Year 2000 Costs: The Silver Lining
If your company is dealing with the headaches caused by the infamous Year 2000 bug -- the problems that will strike a lot of hardware and software on January 1, 2000 -- the Internal Revenue Service has one piece of good news. Most companies that incur software development costs in coping with Year 2000 software conversions should be able to qualify for a current-year tax deduction for the full amount of those expenses. (If you're buying new software instead, you'll have to capitalize the expense, writing off the cost over time.)
The details on the deduction can get painfully technical, but the point to keep in mind is simple: The IRS made a general decision to treat Year 2000 software modification activities as another form of software development work. Such work typically qualifies as a current, deductible expense.

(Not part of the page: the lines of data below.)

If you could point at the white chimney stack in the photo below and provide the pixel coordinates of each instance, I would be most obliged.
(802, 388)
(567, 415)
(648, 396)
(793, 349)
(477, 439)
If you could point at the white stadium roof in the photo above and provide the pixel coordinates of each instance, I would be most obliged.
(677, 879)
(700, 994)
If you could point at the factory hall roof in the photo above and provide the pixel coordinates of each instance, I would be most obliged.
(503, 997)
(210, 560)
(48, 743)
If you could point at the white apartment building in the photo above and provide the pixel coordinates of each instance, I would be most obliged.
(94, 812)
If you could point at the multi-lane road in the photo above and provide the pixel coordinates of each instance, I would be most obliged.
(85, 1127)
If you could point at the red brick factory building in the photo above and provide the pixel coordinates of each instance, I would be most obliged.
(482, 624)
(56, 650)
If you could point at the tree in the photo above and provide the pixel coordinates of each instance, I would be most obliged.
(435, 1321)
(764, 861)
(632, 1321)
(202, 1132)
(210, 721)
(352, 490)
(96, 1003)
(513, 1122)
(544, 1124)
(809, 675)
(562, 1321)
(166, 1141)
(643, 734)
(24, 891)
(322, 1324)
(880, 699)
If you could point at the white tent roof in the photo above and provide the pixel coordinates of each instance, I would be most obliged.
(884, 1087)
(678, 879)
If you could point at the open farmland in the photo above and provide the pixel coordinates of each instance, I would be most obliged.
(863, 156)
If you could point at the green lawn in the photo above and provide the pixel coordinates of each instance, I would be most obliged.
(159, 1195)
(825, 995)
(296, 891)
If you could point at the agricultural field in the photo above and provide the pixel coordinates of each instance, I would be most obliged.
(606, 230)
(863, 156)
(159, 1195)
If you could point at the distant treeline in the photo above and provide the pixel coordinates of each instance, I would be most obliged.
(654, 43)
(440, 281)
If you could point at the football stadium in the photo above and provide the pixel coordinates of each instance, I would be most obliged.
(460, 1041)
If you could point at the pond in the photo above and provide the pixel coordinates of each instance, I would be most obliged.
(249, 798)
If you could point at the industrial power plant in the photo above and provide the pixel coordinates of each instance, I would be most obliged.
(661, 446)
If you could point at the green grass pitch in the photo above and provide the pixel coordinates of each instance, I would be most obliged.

Business owners should definitely contact their accountants on this one, since there are exceptions. If you do qualify for the deduction, then follow the advice of Douglas O. Brundage, a partner in the Melville, N.Y., office of accounting firm Arthur Andersen LLP: Document everything. "If you've brought in an outside consultant to handle the conversion, then keeping records of your costs should be easy, since you'll have all the invoices," Brundage observes. "But if you're doing the work internally, then you'll want to carefully document who's doing what, including all relevant salaries, hours, and any other costs," he says.